After I graduated from high school my father, who had moved out of state, offered to pay my way through school, buy me a car, and let me live with him rent free until I graduated. Too good to be true, right? Yeah. Dad used the offer to manipulate me into joining an extremely backwards fundamentalist church. He threatened to disown me if my lifestyle "caused trouble with the church". I wasn't allowed to date, form meaningful friendships, had to give up most of my hobbies, etc. I couldn't escape because Dad had put his name on all my money, was the legal owner of my car, I didn't have a job, and again, had no friends in the area. Not to mention crippling depression and anxiety issues.

 

And just after I got a job and worked through most of my depression I saw through the whole God business, became an atheist, and back into depression I went. And then I started having heart problems. Now, after losing over a hundred pounds, writing a book, and getting my grades up I'm slowly trying to become a functioning adult. I definitely feel for you. It's hard giving up God and it's hard looking back thinking about what might have been if only you hadn't been so deceived. I'd suggest looking around for a local atheists and agnostics meetup. Those kinds of things tends to be more popular in religious areas and you're likely to find fellow deconverts or sympathizers among their numbers.

Posted
I left a very repressive religious community a few years ago. I am able to relate to girls as friends, but when it comes to romance or sex, I am simply lost.

 

I have no ability to convince of myself as a sexual or romantic being, which makes it very painful when I feel attracted to a girl. It gets me depressed cuz I feel like I'm wanting something I can never have.

 

 

Has anyone experienced this? It's been a hard road making such a big life transition (very religious from birth ---> to secular) and I hope that interesting/cool girls will understand me.

 

 

Or will they expect me to have sexual experience by now? :-/

 

 

Thanks y'all.

Sand first off let me say it begins with your mindset. You need to focus on removing these negative thoughts. Because before you've even attempt to convince a woman you're worth the time you have to first convince yourself. At first it's going to feel like a lie because you're attempting to reprogram your belief system. And we learn through failures, so expect to get shot down but you have to push through and learn from it. Romance in my opinion is a woman's fantasy that we make reality. But you have to become it, its not just an act you turn on just for the night out with a friend.

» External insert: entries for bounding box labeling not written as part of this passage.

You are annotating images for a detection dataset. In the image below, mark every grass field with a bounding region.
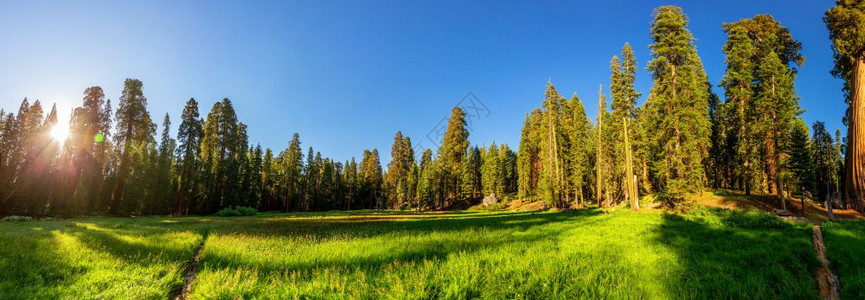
[823,221,865,299]
[0,209,824,299]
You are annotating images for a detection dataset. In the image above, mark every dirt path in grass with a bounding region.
[174,231,208,300]
[812,224,841,300]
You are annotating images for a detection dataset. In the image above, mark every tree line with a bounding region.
[517,5,852,208]
[0,0,865,216]
[0,79,517,216]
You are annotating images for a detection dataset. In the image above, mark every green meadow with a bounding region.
[0,209,832,299]
[823,221,865,299]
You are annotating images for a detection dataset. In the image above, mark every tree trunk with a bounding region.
[595,85,605,207]
[774,138,787,210]
[622,117,640,210]
[845,53,865,211]
[174,164,189,217]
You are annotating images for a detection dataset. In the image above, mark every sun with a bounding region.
[51,123,69,143]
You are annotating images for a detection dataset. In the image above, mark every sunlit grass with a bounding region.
[823,221,865,299]
[0,219,201,299]
[0,210,824,299]
[193,211,817,299]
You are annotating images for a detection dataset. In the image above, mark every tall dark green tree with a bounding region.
[648,6,710,203]
[824,0,865,211]
[174,98,203,216]
[109,79,156,215]
[436,107,469,206]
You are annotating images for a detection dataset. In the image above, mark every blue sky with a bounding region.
[0,0,845,163]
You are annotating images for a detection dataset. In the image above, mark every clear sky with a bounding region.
[0,0,845,163]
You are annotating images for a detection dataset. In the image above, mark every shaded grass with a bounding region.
[192,211,818,299]
[823,221,865,299]
[0,209,824,299]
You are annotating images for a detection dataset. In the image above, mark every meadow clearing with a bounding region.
[0,209,865,299]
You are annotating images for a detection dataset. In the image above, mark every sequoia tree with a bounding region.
[824,0,865,211]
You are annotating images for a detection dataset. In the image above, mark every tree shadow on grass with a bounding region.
[0,226,80,299]
[201,211,613,298]
[208,210,601,240]
[656,211,819,299]
[823,221,865,299]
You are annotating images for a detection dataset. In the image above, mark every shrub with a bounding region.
[216,206,258,217]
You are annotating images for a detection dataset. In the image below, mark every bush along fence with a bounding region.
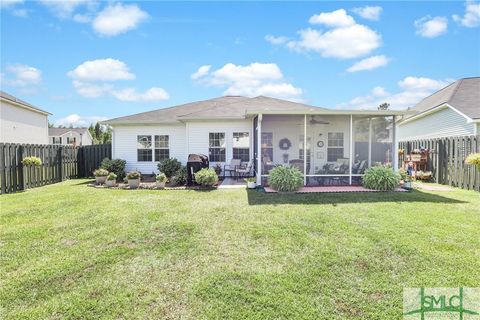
[0,143,112,194]
[398,136,480,191]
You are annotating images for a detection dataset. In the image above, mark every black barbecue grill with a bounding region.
[187,153,209,186]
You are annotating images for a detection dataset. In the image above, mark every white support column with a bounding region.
[368,118,373,168]
[392,116,398,171]
[348,115,353,185]
[303,114,307,186]
[257,114,263,185]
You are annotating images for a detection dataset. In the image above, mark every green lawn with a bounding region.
[0,180,480,319]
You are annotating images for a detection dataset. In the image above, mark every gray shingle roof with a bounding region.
[104,96,325,125]
[0,91,51,114]
[48,128,88,137]
[412,77,480,119]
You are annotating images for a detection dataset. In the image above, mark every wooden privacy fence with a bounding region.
[0,143,111,194]
[398,136,480,191]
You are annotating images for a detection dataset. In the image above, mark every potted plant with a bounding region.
[127,171,142,189]
[107,172,117,187]
[93,169,108,184]
[244,177,257,189]
[155,172,167,189]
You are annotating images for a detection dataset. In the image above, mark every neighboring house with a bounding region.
[0,91,50,144]
[398,77,480,141]
[104,96,405,185]
[48,128,93,146]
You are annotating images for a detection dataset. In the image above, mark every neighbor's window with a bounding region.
[208,132,226,162]
[137,136,152,161]
[155,135,170,161]
[327,132,343,162]
[262,132,273,162]
[232,132,250,162]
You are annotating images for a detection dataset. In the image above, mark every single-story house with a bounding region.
[398,77,480,141]
[104,96,405,185]
[48,128,93,146]
[0,91,51,144]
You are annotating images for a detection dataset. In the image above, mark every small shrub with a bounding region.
[363,166,400,191]
[22,157,42,167]
[195,168,218,187]
[268,166,303,192]
[155,172,167,182]
[158,158,182,178]
[465,153,480,171]
[107,172,117,181]
[93,168,108,177]
[100,158,127,180]
[127,171,142,180]
[171,166,187,186]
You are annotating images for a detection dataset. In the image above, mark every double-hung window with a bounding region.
[155,135,170,161]
[327,132,343,162]
[208,132,226,162]
[232,132,250,162]
[137,135,152,162]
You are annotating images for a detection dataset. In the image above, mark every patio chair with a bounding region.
[223,159,242,179]
[235,160,253,179]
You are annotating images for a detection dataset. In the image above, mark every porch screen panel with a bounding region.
[371,116,393,166]
[208,132,226,162]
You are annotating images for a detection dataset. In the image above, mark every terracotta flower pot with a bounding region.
[128,179,140,189]
[95,176,107,184]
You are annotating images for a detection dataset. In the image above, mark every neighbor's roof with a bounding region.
[0,91,51,115]
[48,128,88,136]
[103,96,408,125]
[406,77,480,119]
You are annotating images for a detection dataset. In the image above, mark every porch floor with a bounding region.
[265,186,407,193]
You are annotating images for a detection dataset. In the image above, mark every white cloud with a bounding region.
[192,62,303,101]
[265,34,289,45]
[414,16,448,38]
[92,3,149,37]
[1,64,42,93]
[347,55,389,72]
[337,76,454,110]
[308,9,355,28]
[67,58,169,102]
[0,0,23,8]
[287,24,381,59]
[265,9,382,59]
[54,113,107,128]
[190,65,212,80]
[452,1,480,28]
[111,87,170,102]
[41,0,96,19]
[68,58,135,81]
[352,6,383,21]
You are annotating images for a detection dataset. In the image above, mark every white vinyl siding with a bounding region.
[398,107,475,141]
[112,124,188,174]
[187,119,253,165]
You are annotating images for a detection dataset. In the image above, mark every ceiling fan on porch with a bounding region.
[309,115,330,124]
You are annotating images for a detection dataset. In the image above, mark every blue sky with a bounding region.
[1,0,480,125]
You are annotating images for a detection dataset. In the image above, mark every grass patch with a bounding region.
[0,180,480,319]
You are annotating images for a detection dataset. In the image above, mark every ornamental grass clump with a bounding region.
[268,166,303,192]
[465,153,480,171]
[22,157,42,167]
[363,166,400,191]
[195,168,218,188]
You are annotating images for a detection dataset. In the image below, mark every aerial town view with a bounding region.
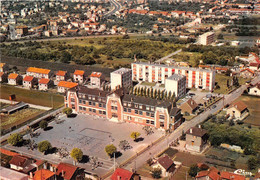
[0,0,260,180]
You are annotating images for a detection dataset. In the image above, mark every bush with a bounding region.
[7,133,23,146]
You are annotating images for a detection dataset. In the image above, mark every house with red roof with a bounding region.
[0,72,8,82]
[110,168,135,180]
[23,76,38,89]
[152,155,176,177]
[73,70,85,84]
[38,78,53,91]
[56,163,84,180]
[8,73,23,86]
[58,81,78,93]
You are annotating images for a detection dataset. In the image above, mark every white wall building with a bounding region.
[110,68,132,90]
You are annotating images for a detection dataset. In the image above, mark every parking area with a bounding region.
[6,114,165,175]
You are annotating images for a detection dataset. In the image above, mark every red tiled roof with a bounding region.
[90,72,102,77]
[0,148,19,156]
[39,78,50,84]
[8,73,18,79]
[56,71,67,76]
[26,67,51,74]
[74,70,85,76]
[33,169,55,180]
[23,76,34,82]
[56,163,78,179]
[110,168,133,180]
[58,81,78,88]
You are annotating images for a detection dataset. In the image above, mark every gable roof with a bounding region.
[8,73,19,79]
[186,127,207,137]
[58,81,78,88]
[56,163,78,179]
[230,101,247,112]
[26,67,51,74]
[157,155,175,172]
[23,76,34,82]
[74,70,85,76]
[110,168,133,180]
[33,169,55,180]
[9,155,28,167]
[39,78,50,84]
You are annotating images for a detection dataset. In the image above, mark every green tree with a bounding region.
[130,132,141,141]
[39,120,48,129]
[105,144,117,157]
[38,140,52,153]
[7,133,23,146]
[62,107,72,117]
[70,148,83,162]
[152,168,162,179]
[189,164,199,177]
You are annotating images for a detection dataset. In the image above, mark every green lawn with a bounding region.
[0,84,64,108]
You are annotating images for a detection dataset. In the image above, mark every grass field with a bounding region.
[0,85,64,108]
[0,108,44,129]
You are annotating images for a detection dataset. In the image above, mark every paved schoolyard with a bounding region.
[7,114,164,174]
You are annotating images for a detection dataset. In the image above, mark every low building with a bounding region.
[165,74,186,98]
[0,72,8,83]
[180,98,199,114]
[248,83,260,96]
[38,78,53,91]
[23,76,38,89]
[90,72,105,88]
[227,101,249,120]
[152,155,176,177]
[110,68,132,90]
[58,81,78,93]
[8,73,23,86]
[73,70,85,84]
[185,127,208,152]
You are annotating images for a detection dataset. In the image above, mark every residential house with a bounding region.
[73,70,85,84]
[240,68,255,78]
[0,63,9,72]
[152,155,176,177]
[23,76,38,89]
[58,81,78,93]
[56,163,84,180]
[185,127,208,152]
[248,83,260,96]
[0,72,8,83]
[8,73,23,85]
[26,67,53,79]
[90,72,105,88]
[110,168,139,180]
[39,78,53,91]
[33,169,56,180]
[227,101,249,120]
[180,98,199,114]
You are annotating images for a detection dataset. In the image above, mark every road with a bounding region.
[124,76,260,173]
[155,49,182,63]
[104,0,122,16]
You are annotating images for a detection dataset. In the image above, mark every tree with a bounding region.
[38,140,52,153]
[189,164,199,177]
[118,140,131,151]
[7,133,23,146]
[105,144,117,157]
[62,107,72,117]
[70,148,83,162]
[152,168,162,179]
[39,120,48,129]
[130,132,141,141]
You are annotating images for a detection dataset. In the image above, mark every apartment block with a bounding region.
[110,68,132,90]
[131,62,215,91]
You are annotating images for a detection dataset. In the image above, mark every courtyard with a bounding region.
[6,114,165,175]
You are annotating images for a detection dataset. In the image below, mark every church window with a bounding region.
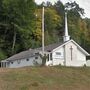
[47,54,49,61]
[56,52,61,55]
[26,58,29,61]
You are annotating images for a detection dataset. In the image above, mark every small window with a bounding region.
[47,54,49,61]
[17,60,21,64]
[26,58,29,61]
[56,52,61,55]
[35,57,38,59]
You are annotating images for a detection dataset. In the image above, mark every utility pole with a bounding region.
[42,7,44,56]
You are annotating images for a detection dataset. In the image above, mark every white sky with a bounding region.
[35,0,90,18]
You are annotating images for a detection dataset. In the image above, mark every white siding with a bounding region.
[65,42,86,66]
[8,57,42,68]
[52,47,64,65]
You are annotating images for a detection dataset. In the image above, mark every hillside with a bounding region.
[0,66,90,90]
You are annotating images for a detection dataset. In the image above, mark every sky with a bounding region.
[35,0,90,18]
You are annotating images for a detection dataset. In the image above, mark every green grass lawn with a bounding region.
[0,66,90,90]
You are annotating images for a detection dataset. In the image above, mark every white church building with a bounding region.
[1,13,90,68]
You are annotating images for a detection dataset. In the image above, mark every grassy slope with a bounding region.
[0,67,90,90]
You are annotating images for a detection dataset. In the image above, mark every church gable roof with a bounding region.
[53,39,90,56]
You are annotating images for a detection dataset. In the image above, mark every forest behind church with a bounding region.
[0,0,90,60]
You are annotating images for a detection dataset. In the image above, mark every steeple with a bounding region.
[63,12,70,42]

Now changing your perspective, You're not a man who's been repressed by a religious community...

You're a man who was apart of something bigger than himself and through discipline you chose not to be sexually active during that time. Now you're in transition and your goals have changed.

You're able to relate to women as a friend ok, good start but we need to keep you from being thrown into the dreaded friend zone. Contact, making contact is so crucial when dealing with women. If you find yourself never making contact with her, you seem more like a cousin and she will be unable to see becoming physical with you.

Examples:

Get in the habit of a kiss on the cheek when you greet.

Greet and leave with hugs.

Holding open doors, opening doors for cars etc.

placing your hand on the small of her back momentarily etc.

Sand it will feel strange at first and alien to you, push through and I know it will get better.

Posted

All - find a church you actually like. Get some counseling. Sort out your beliefs before you jump into something that will lay more regret and depression on you. There is really nothing wrong with being a virgin. Get your head straight before you start screwing anything else -- up.